This famous quote from the film “Jurassic Park” is actually not as vacuous as you might expect from a Hollywood blockbuster. In fact it is pretty well true. Life does tend to find ways to spread, adapt, survive, and prosper, even in the most unlikely environments and situations. And how life finds its way tells us a lot about how evolution works.
Recently on the Biologos website, a young-earth creationist expressed doubt that evolutionary processes could work, since the probability of just the right mutation coming along to produce the right change in phenotype is so low. He linked an article on creation.com* on the topic. These are some of the things the author says:
Why would anyone expect a deactivated gene to stick around for a million years or more while an unlikely new function develops?
…gene duplication is usually, though not always, bad.
New functions arising through duplication are not impossible, but they are vanishingly unlikely,..
I answered these points with the following comment:
“Richard Dawkins wrote a book called Climbing Mount Improbable, which deals with this issue very well. The title alone gives the answer. What biology can do that nothing else can is overcome statistical improbability to an amazing degree.
If we start with a population of a million cells growing on a dish and add a poison, they will all die. But if first add a mutagenic chemical, we find that many of the cells (say 10%) will develop mutations. The majority of those mutations will be harmful, and 90% of those mutated cells will die. That leaves 10,000 cells in the dish with nonlethal mutations.

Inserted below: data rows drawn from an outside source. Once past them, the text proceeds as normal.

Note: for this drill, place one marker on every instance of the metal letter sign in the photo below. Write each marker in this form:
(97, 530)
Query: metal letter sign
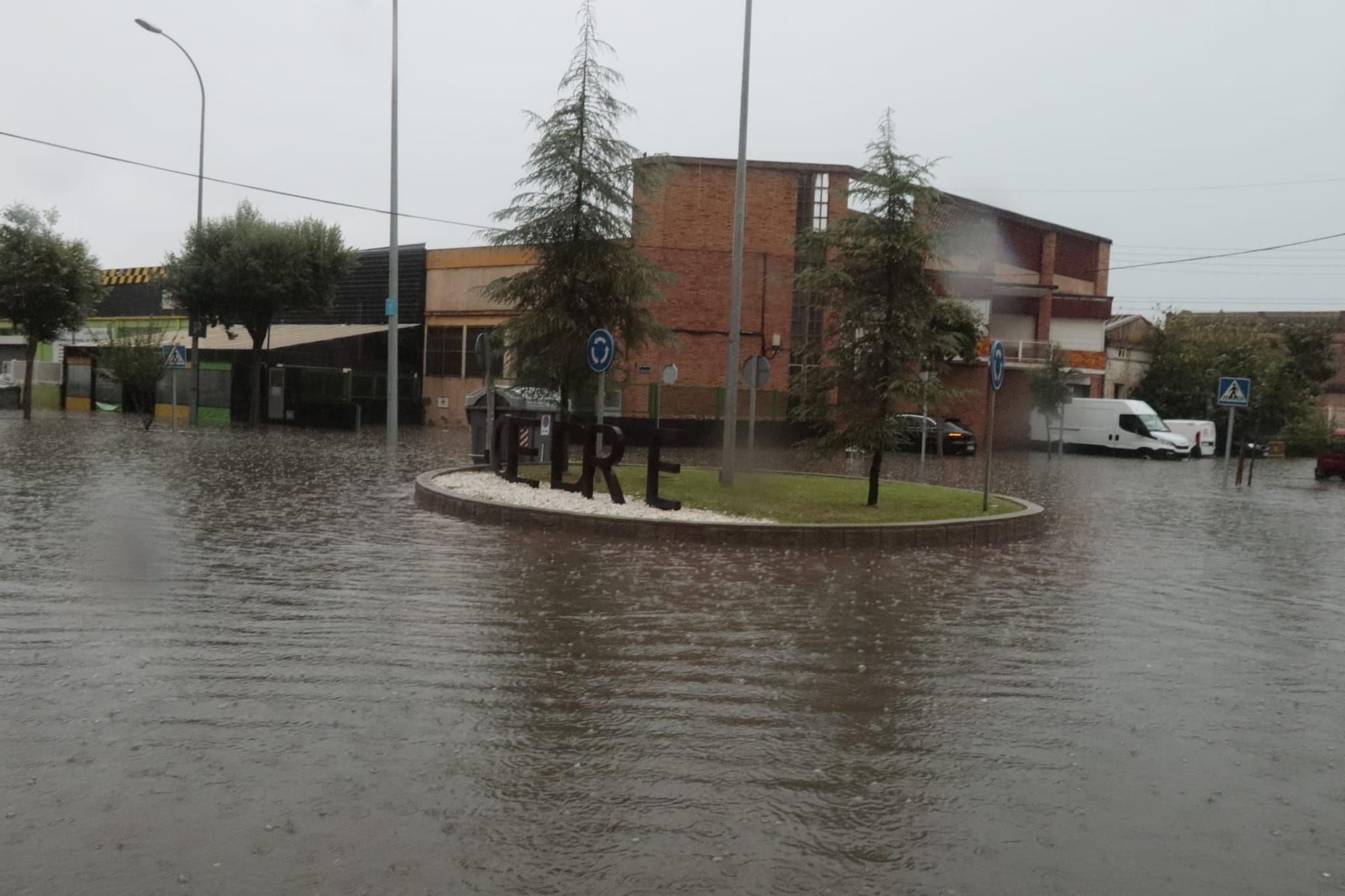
(757, 372)
(997, 364)
(1235, 392)
(176, 357)
(601, 350)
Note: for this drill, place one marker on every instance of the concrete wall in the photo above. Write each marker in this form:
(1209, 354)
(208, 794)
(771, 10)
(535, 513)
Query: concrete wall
(1078, 335)
(1012, 327)
(1126, 368)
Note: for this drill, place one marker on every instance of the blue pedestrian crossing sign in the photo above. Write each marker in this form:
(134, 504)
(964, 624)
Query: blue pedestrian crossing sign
(997, 364)
(176, 357)
(601, 350)
(1235, 392)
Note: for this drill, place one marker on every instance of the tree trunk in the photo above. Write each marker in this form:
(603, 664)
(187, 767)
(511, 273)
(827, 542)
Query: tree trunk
(30, 354)
(875, 466)
(255, 384)
(149, 419)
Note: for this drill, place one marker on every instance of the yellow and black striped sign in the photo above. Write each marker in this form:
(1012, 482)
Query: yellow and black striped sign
(118, 276)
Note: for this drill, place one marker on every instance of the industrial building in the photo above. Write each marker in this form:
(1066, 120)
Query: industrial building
(1034, 283)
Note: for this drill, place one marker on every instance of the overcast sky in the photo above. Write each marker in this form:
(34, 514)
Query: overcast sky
(1081, 114)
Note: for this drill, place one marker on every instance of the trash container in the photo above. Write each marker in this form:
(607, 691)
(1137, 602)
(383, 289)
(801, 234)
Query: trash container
(536, 405)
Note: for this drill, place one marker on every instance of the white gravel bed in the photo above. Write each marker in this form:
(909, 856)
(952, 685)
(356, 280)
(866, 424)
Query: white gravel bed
(490, 487)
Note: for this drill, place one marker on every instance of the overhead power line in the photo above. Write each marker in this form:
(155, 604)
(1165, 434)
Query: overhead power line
(236, 184)
(477, 227)
(1192, 189)
(1229, 255)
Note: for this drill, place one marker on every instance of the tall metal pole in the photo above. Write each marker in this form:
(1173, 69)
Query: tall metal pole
(991, 446)
(601, 407)
(753, 421)
(392, 263)
(201, 194)
(740, 193)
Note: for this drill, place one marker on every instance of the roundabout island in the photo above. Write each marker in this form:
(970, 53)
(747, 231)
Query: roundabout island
(761, 509)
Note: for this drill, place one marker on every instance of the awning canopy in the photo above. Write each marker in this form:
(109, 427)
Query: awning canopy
(280, 337)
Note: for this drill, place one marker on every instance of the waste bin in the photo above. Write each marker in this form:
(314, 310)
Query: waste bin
(536, 405)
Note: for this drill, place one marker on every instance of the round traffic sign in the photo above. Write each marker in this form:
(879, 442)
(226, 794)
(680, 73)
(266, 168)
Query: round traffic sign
(601, 350)
(757, 370)
(997, 364)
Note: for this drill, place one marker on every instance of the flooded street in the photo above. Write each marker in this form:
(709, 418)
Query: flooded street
(244, 662)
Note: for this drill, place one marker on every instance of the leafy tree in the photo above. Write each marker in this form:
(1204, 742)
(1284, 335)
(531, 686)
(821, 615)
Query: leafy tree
(884, 321)
(1191, 353)
(1051, 393)
(578, 217)
(244, 270)
(135, 358)
(1308, 432)
(48, 283)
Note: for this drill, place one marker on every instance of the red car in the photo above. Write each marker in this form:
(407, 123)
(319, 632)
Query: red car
(1332, 462)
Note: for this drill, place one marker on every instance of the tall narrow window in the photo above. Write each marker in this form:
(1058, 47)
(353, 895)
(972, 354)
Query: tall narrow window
(474, 364)
(445, 352)
(806, 319)
(821, 196)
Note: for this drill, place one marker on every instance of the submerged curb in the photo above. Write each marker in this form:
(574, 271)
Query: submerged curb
(934, 533)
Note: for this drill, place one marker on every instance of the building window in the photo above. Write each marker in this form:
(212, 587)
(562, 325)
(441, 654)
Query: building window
(474, 364)
(443, 352)
(821, 197)
(806, 318)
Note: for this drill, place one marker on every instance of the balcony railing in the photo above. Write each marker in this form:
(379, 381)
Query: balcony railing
(1024, 352)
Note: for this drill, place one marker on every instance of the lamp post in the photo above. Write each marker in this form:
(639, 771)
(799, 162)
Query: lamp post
(201, 192)
(392, 263)
(731, 378)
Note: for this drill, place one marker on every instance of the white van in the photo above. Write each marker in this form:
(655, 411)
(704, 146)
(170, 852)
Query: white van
(1114, 424)
(1200, 434)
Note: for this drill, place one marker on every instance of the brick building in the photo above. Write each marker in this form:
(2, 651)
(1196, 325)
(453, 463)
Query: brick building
(1032, 282)
(1128, 354)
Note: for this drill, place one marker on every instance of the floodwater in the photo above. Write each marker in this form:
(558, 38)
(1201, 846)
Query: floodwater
(244, 662)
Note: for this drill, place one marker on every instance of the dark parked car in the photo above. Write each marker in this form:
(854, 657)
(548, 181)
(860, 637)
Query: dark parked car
(1332, 460)
(957, 439)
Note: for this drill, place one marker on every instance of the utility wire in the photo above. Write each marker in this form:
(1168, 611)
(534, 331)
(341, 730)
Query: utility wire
(475, 227)
(235, 184)
(1214, 186)
(1229, 255)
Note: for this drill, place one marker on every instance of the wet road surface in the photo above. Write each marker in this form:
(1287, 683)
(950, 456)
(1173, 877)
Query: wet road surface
(243, 662)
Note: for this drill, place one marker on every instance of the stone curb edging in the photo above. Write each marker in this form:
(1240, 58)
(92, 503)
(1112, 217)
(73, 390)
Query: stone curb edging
(935, 533)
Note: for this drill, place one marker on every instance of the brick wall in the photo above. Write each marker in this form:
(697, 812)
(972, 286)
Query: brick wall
(688, 229)
(1013, 404)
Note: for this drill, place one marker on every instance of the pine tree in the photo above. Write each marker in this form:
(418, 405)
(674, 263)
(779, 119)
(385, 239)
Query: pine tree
(576, 216)
(884, 319)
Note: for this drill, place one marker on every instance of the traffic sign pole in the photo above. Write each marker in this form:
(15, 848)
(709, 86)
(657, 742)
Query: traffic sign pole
(602, 400)
(601, 352)
(751, 420)
(991, 448)
(997, 378)
(1233, 393)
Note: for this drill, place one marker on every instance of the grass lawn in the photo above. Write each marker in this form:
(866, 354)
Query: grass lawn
(800, 499)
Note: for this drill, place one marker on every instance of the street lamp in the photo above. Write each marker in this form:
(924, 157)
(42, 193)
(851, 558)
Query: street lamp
(391, 306)
(201, 188)
(740, 189)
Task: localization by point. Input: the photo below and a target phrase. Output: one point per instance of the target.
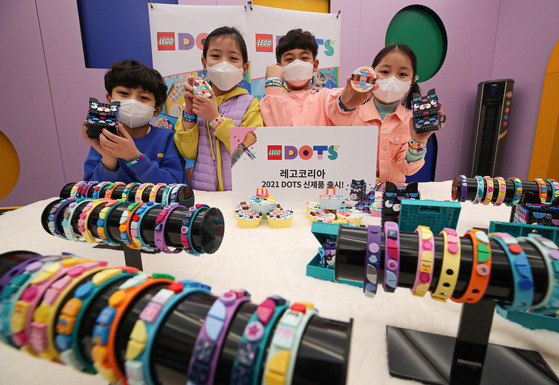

Now we add the poison. All of the cells with no mutations die. What about the 10,000 mutated cells? Almost all of them die also, because their mutations do nothing useful about the poison. But 2 of those 10,000 (0.02%) cells have a mutation that changes the way the cell transports or metabolizes or excretes the poison, and those 2 cells survive. And they reproduce. And after a few days, we don’t see an empty dish. We see a dish with two visible colonies of healthy, growing cells. With a week or so, the dish is full of cells that have resisted the poison. I have personally done such experiments.
Yes, this is microevolution. The cells are still the same species, but a mutation has overcome enormous odds, in this case 2 in a million – and it doesn’t matter how rare, unusual, or unlikely such an event is, because biology doesn’t care about statistics: all it needs is one success. One in a thousand or (if the population is large enough) one in a billion. Statistical arguments just don’t work until we get to values on the order of 10-20. Above that, saying that something is unlikely in has no import in biology.
As I have said many times, analogies to software, human information systems, systems engineering, civil engineering like building bridges, and other non-biological systems are simply not useful when trying to understand the biological world. While those are wonderful systems that humans can be proud of, they pale to insignificance when we contemplate the wonders of God’s amazing creation – life.
Life is remarkable, because it can indeed find a way. Not always, of course, and there are real constraints on what life can do. We are learning more and more about those constraints, and finding some of the basic laws that life must follow. But within that very broad framework, there is so much possibility, so many avenues of progress, that we can only stand in awe at the magnificent, divine handiwork of evolutionary action in the making of life’s diversity.